Так ли? А не вспомнить ли нам нынешние скандалы в Америке, связанные с разоблачением жульнической практики корпоративных гигантов? Делать деньги – всегда игра, не только в Лас-Вегасе, всегда соблазн легких путей, то есть действий не по закону. Америка выйдет из этого кризиса, потому что закон в ней есть, и он уважается. Но закон – установление, выходящее за рамки деловой активности, он продуцируется самим обществом, и если угодно – государством, как силовой структурой общества. Кризис России не в том, что бизнесмены в ней плохие, а в том, что в ней исчез закон, то есть государство. Произошло то, что можно назвать приватизацией власти. А это ведь не то, что всячески приветствуемый плюрализм или еще к Локку и Монтескье восходящее понятие разделения властей. Это раздробление, феодолизация власти, притом, что строгая договорность, характеризующая любой феодальный порядок, тоже не существует (в описании этого сюжета статья Фрумкина впечатляет почти травматически). Беспредел имеет место внутри самих бандитских структур, и это лишает их какой-либо позитивной социальной перспективы: что, мол, из лидера какой-нибудь Солнцевской группировки в конце концов получится Рокфеллер.

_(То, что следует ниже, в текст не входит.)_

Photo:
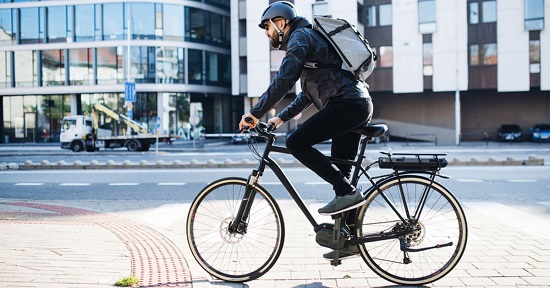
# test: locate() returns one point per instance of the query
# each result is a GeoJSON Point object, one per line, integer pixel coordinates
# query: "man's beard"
{"type": "Point", "coordinates": [274, 40]}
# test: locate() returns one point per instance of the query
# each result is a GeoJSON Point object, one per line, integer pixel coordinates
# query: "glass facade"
{"type": "Point", "coordinates": [160, 53]}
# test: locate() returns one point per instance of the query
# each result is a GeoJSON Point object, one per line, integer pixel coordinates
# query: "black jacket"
{"type": "Point", "coordinates": [303, 44]}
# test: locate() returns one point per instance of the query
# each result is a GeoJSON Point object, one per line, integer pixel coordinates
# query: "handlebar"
{"type": "Point", "coordinates": [263, 129]}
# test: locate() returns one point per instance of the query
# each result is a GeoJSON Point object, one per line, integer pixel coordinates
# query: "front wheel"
{"type": "Point", "coordinates": [430, 235]}
{"type": "Point", "coordinates": [234, 256]}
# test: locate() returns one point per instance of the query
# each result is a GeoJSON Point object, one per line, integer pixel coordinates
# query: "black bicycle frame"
{"type": "Point", "coordinates": [248, 198]}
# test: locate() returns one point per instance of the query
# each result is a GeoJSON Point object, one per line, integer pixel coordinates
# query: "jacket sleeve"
{"type": "Point", "coordinates": [301, 103]}
{"type": "Point", "coordinates": [289, 72]}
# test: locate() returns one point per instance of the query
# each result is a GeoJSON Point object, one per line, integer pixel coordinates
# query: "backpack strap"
{"type": "Point", "coordinates": [317, 65]}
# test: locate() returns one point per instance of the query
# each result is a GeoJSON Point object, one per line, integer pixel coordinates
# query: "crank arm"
{"type": "Point", "coordinates": [407, 249]}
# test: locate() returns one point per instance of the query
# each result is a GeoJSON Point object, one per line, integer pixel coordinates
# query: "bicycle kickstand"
{"type": "Point", "coordinates": [336, 235]}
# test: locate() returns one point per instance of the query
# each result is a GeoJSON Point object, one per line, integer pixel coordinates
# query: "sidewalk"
{"type": "Point", "coordinates": [95, 243]}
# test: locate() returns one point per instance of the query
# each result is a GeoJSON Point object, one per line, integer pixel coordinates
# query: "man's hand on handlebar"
{"type": "Point", "coordinates": [248, 120]}
{"type": "Point", "coordinates": [276, 121]}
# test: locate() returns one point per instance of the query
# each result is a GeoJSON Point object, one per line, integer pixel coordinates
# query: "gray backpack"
{"type": "Point", "coordinates": [354, 50]}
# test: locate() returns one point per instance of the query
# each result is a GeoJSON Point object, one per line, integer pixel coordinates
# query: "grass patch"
{"type": "Point", "coordinates": [128, 282]}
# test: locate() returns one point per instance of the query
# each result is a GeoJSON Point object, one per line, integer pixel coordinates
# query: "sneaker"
{"type": "Point", "coordinates": [343, 253]}
{"type": "Point", "coordinates": [343, 203]}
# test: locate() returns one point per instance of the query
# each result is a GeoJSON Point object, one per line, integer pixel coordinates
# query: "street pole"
{"type": "Point", "coordinates": [457, 77]}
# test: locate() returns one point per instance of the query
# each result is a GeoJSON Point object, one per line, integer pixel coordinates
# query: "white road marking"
{"type": "Point", "coordinates": [75, 184]}
{"type": "Point", "coordinates": [123, 184]}
{"type": "Point", "coordinates": [29, 184]}
{"type": "Point", "coordinates": [172, 184]}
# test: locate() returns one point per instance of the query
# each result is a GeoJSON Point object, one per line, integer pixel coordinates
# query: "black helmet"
{"type": "Point", "coordinates": [282, 9]}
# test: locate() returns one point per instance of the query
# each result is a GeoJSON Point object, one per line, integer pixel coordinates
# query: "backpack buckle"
{"type": "Point", "coordinates": [313, 65]}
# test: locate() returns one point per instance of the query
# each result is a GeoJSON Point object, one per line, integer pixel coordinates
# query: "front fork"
{"type": "Point", "coordinates": [240, 222]}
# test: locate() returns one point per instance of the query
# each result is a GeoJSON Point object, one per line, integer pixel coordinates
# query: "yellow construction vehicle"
{"type": "Point", "coordinates": [81, 132]}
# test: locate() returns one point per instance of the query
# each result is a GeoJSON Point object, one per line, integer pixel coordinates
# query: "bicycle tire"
{"type": "Point", "coordinates": [442, 221]}
{"type": "Point", "coordinates": [228, 256]}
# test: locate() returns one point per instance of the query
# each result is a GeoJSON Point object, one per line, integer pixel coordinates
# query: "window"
{"type": "Point", "coordinates": [371, 16]}
{"type": "Point", "coordinates": [320, 8]}
{"type": "Point", "coordinates": [219, 69]}
{"type": "Point", "coordinates": [489, 11]}
{"type": "Point", "coordinates": [57, 24]}
{"type": "Point", "coordinates": [534, 14]}
{"type": "Point", "coordinates": [53, 67]}
{"type": "Point", "coordinates": [26, 68]}
{"type": "Point", "coordinates": [195, 66]}
{"type": "Point", "coordinates": [474, 55]}
{"type": "Point", "coordinates": [426, 16]}
{"type": "Point", "coordinates": [110, 69]}
{"type": "Point", "coordinates": [32, 31]}
{"type": "Point", "coordinates": [473, 12]}
{"type": "Point", "coordinates": [113, 21]}
{"type": "Point", "coordinates": [173, 22]}
{"type": "Point", "coordinates": [6, 27]}
{"type": "Point", "coordinates": [170, 65]}
{"type": "Point", "coordinates": [386, 56]}
{"type": "Point", "coordinates": [143, 21]}
{"type": "Point", "coordinates": [427, 50]}
{"type": "Point", "coordinates": [81, 67]}
{"type": "Point", "coordinates": [5, 69]}
{"type": "Point", "coordinates": [142, 64]}
{"type": "Point", "coordinates": [218, 26]}
{"type": "Point", "coordinates": [194, 24]}
{"type": "Point", "coordinates": [385, 15]}
{"type": "Point", "coordinates": [534, 56]}
{"type": "Point", "coordinates": [86, 25]}
{"type": "Point", "coordinates": [486, 56]}
{"type": "Point", "coordinates": [490, 54]}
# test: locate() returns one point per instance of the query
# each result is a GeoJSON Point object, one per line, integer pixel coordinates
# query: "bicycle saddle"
{"type": "Point", "coordinates": [371, 130]}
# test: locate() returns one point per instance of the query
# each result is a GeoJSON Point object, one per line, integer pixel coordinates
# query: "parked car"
{"type": "Point", "coordinates": [540, 132]}
{"type": "Point", "coordinates": [509, 132]}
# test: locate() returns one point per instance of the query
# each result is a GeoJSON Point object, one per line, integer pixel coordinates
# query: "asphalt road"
{"type": "Point", "coordinates": [222, 149]}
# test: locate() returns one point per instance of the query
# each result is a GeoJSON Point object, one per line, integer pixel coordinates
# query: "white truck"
{"type": "Point", "coordinates": [82, 133]}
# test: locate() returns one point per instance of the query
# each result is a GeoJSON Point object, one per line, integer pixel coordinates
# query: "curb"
{"type": "Point", "coordinates": [245, 163]}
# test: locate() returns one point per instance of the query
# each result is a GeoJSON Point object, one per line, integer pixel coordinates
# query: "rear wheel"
{"type": "Point", "coordinates": [233, 256]}
{"type": "Point", "coordinates": [434, 230]}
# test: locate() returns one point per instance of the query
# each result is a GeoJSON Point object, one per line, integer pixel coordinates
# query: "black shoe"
{"type": "Point", "coordinates": [343, 253]}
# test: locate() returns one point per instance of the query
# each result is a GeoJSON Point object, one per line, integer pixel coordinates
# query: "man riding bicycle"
{"type": "Point", "coordinates": [343, 102]}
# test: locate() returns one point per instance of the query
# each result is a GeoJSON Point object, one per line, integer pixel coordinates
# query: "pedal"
{"type": "Point", "coordinates": [336, 260]}
{"type": "Point", "coordinates": [335, 263]}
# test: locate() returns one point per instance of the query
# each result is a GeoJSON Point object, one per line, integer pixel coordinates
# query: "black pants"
{"type": "Point", "coordinates": [334, 121]}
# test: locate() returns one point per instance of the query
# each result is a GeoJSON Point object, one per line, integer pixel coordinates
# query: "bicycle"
{"type": "Point", "coordinates": [411, 231]}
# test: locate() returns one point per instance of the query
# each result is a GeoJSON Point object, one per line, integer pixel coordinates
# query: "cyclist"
{"type": "Point", "coordinates": [343, 102]}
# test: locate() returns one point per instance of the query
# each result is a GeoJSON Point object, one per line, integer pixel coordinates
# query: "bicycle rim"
{"type": "Point", "coordinates": [230, 256]}
{"type": "Point", "coordinates": [441, 221]}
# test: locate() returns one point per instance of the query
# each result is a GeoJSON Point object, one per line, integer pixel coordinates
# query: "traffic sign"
{"type": "Point", "coordinates": [130, 91]}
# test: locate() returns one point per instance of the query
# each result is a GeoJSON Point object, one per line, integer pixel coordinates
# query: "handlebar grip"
{"type": "Point", "coordinates": [249, 120]}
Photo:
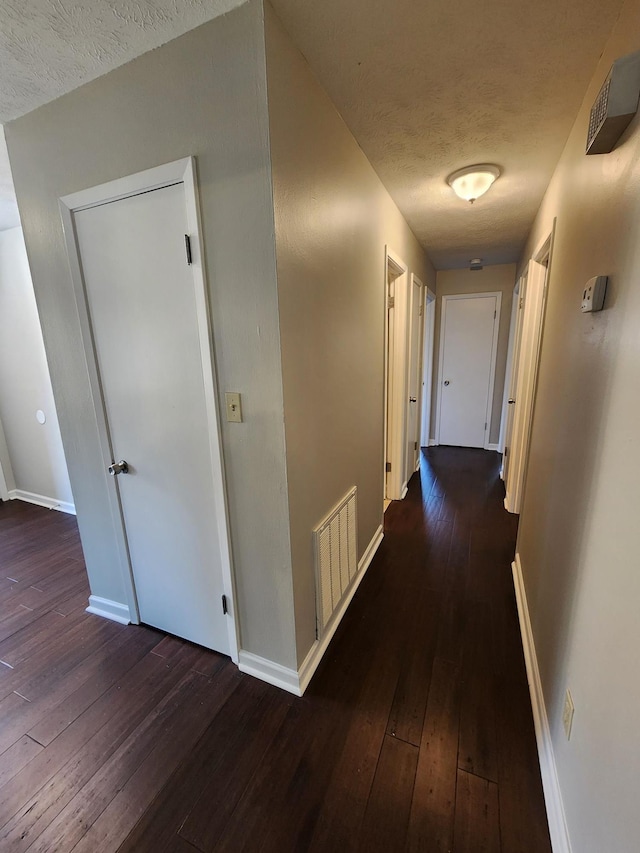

Всё-таки мне кажется, что Константин Фрумкин не увидел центра проблемы: упадка власти в России, так трагически и злокачественно совпавшего с появлением понятия, да и практики свободы. Но ведь этот проект – восстановление власти как элементарного полицейского порядка – и был тем мандатом, который получил Путин. Под это ему дали кредит, и до сих пор этого кредита еще не лишили. Но дела идут туго, до сих пор Москва остается Чикаго "ревущих двадцатых": стреляют в заместителей мэра. Путинская тема – вот необычный случай в России! – не имеет никакого идеологического наполнения: правый или левый, западник или евразиец, интеллигент или гебист, – но только вот этот элементарный смысл восстановления элементарного порядка. Будет порядок – будет и бизнес в порядке. Но в России как-то не принято у интеллигентных людей взывать к полиции. А Фрумкин – всячески интеллигентный человек
Вот поставить памятник городовому, то есть решить проблему средствами искусства, – это, пожалуйста. Да и Городовой этот, говорят, одно лицо с Никитой Михалковым. Я это к тому говорю, что слишком уж часто у русских авторов любая тема сводится к ее эстетическим иллюстрациям. Даже сильнее: просто берется из искусства, замечается чуть ли не всегда в уже созданном эстетическом отражении. Готово даже создаться парадоксальное представление, что настоящие кошмары нынешней российской жизни существуют если не только, то в основном в воображении художников.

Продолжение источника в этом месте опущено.